E’ il Supermartedì americano, il “Supertuesday” che si aspettava da settimane. Oggi potrebbe essere il giorno nel
quale i rapporti di forza e le gerarchie tra i candidati alla corsa per le presidenziali, sia nel partito democratico che in 102910904-Untitled-1quello repubblicano, verranno definiti una volta per tutte. Lo sa bene il senatore Ted Sanders, che rischia di veder conclusa entro la notte di oggi la sua candidatura. Il peso dell’elettorato afro-americano, molto, troppo favorevole alla Clinton, potrebbe spazzare via gli ultimi sogni di tenere testa alla senatrice, ed obbligarlo così ad un ritiro definitivo.
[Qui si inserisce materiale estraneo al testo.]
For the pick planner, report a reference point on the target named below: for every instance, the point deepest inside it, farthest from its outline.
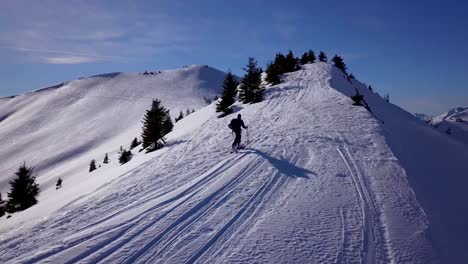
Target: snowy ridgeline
(321, 181)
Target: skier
(58, 185)
(236, 125)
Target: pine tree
(305, 58)
(181, 115)
(273, 73)
(292, 63)
(311, 55)
(125, 156)
(134, 143)
(92, 165)
(322, 57)
(251, 90)
(308, 57)
(2, 206)
(24, 190)
(156, 124)
(338, 62)
(229, 94)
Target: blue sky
(413, 50)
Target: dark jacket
(236, 125)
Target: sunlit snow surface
(321, 181)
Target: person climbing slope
(236, 125)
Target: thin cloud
(68, 60)
(109, 34)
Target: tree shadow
(283, 165)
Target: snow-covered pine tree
(134, 143)
(273, 73)
(291, 63)
(311, 56)
(156, 124)
(305, 58)
(23, 190)
(251, 90)
(181, 115)
(2, 206)
(322, 57)
(125, 156)
(92, 165)
(228, 96)
(338, 62)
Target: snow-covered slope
(321, 181)
(423, 117)
(59, 129)
(456, 120)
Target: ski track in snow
(196, 203)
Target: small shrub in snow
(58, 184)
(134, 143)
(92, 165)
(125, 156)
(387, 98)
(156, 124)
(357, 98)
(229, 95)
(338, 62)
(2, 206)
(23, 190)
(181, 115)
(251, 90)
(308, 57)
(323, 57)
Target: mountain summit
(320, 180)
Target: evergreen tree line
(251, 90)
(181, 114)
(156, 124)
(23, 191)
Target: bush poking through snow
(24, 190)
(156, 124)
(92, 165)
(229, 95)
(322, 57)
(357, 98)
(338, 62)
(135, 143)
(251, 90)
(125, 156)
(2, 206)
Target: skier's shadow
(283, 165)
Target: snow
(321, 181)
(60, 129)
(456, 120)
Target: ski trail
(190, 217)
(244, 214)
(367, 231)
(132, 223)
(374, 244)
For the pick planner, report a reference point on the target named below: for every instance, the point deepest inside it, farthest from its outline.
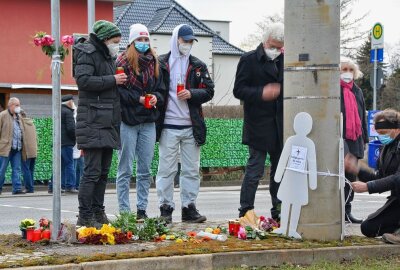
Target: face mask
(272, 53)
(185, 48)
(346, 77)
(113, 48)
(385, 139)
(142, 47)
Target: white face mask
(185, 48)
(346, 77)
(272, 53)
(113, 48)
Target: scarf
(145, 78)
(353, 122)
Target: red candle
(120, 70)
(147, 104)
(46, 234)
(29, 234)
(36, 235)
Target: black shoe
(348, 217)
(141, 214)
(18, 192)
(88, 222)
(192, 215)
(101, 217)
(166, 213)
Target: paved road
(217, 203)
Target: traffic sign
(372, 55)
(377, 36)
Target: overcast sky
(243, 14)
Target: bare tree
(349, 29)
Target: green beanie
(106, 30)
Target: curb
(231, 259)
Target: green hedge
(223, 147)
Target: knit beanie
(136, 31)
(106, 30)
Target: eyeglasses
(348, 69)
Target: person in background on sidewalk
(181, 125)
(67, 144)
(99, 117)
(259, 84)
(29, 152)
(386, 220)
(11, 137)
(138, 129)
(355, 133)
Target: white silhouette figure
(297, 169)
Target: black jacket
(201, 88)
(386, 177)
(356, 147)
(134, 112)
(263, 120)
(67, 126)
(99, 113)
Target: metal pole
(375, 77)
(312, 39)
(56, 108)
(91, 14)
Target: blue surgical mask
(142, 47)
(385, 139)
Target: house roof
(162, 16)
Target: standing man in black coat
(98, 118)
(67, 144)
(259, 85)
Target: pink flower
(47, 40)
(242, 233)
(67, 40)
(37, 41)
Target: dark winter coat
(67, 126)
(99, 112)
(201, 87)
(134, 112)
(356, 147)
(386, 177)
(263, 120)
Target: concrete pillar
(312, 36)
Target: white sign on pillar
(297, 170)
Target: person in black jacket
(355, 133)
(138, 129)
(181, 125)
(98, 117)
(386, 219)
(259, 84)
(67, 144)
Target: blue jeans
(136, 142)
(79, 165)
(171, 141)
(67, 168)
(15, 159)
(28, 170)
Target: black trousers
(386, 222)
(348, 193)
(254, 172)
(94, 181)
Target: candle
(46, 234)
(36, 235)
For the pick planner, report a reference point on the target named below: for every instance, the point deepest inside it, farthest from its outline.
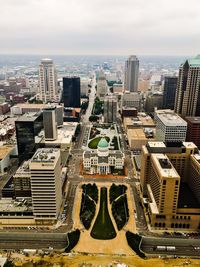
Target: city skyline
(82, 28)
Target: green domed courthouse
(100, 160)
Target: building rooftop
(64, 136)
(193, 119)
(45, 155)
(164, 166)
(194, 62)
(23, 170)
(137, 133)
(197, 158)
(141, 120)
(32, 116)
(156, 144)
(103, 143)
(171, 119)
(5, 150)
(187, 198)
(10, 205)
(27, 105)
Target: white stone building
(102, 160)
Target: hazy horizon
(100, 27)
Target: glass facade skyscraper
(27, 128)
(169, 92)
(71, 92)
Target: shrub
(134, 242)
(73, 238)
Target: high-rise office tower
(110, 109)
(170, 182)
(169, 126)
(187, 102)
(102, 87)
(153, 100)
(193, 130)
(131, 74)
(46, 186)
(169, 92)
(27, 128)
(22, 181)
(131, 100)
(59, 115)
(48, 87)
(71, 92)
(50, 124)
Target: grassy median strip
(118, 201)
(73, 238)
(134, 242)
(103, 227)
(88, 204)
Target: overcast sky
(100, 27)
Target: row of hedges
(91, 190)
(88, 204)
(115, 142)
(120, 211)
(73, 238)
(116, 191)
(98, 106)
(134, 242)
(118, 201)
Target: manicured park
(94, 142)
(103, 227)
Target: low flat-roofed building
(131, 99)
(5, 153)
(16, 212)
(118, 89)
(137, 137)
(64, 138)
(142, 120)
(129, 112)
(23, 108)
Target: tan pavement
(118, 245)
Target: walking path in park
(116, 246)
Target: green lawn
(94, 142)
(103, 227)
Almeno in sei degli Stati che saranno chiamati a votare quest’oggi – Virginia, Texas, Tennessee, Alabama,  Arkansas, Georgia- i neri costituiscono porzioni di elettorato oscillanti fra il 40 e il 60%. Ed anche se Sanders la spuntasse negli Stati del Nord e dell’Ovest come Colorado, Oklahoma, Minnesota, Massachusetts, Vermont, non è detto che riesca a colmare il gap che lo separa ormai dalla Clinton.

Sul fronte repubblicano le cose non sono affatto più semplici. Il dibattito fra i candidati è diventato accesissimo, con Cruz e Rubio che accusano The Donald, ormai superfavorito, di ogni genere di bassezza immaginabile. Additato come fascista, razzista amico del Ku Klux Klan, sfruttatore di immigrati irregolari, bancarottiere, truffatore, evasore fiscale, in affari con la mafia. Tutto ciò che è riprovevole ed abietto è stato, in un modo o nell’altro, accostato alla figura del magnate newyorkese, ed anche se non tutti gli epiteti sono stati lanciati senza fondamento, è indubbio che Trump sia ormai diventato un fenomeno politico ben più grosso, molto più forte, di quello che lo stesso establishment liberale non avesse creduto in partenza. Resta da attendere il verdetto della giornata, dunque, per vedere se questo Supermartedì consegnerà al mondo i due avversari destinati a contendersi la guida della Casa Bianca.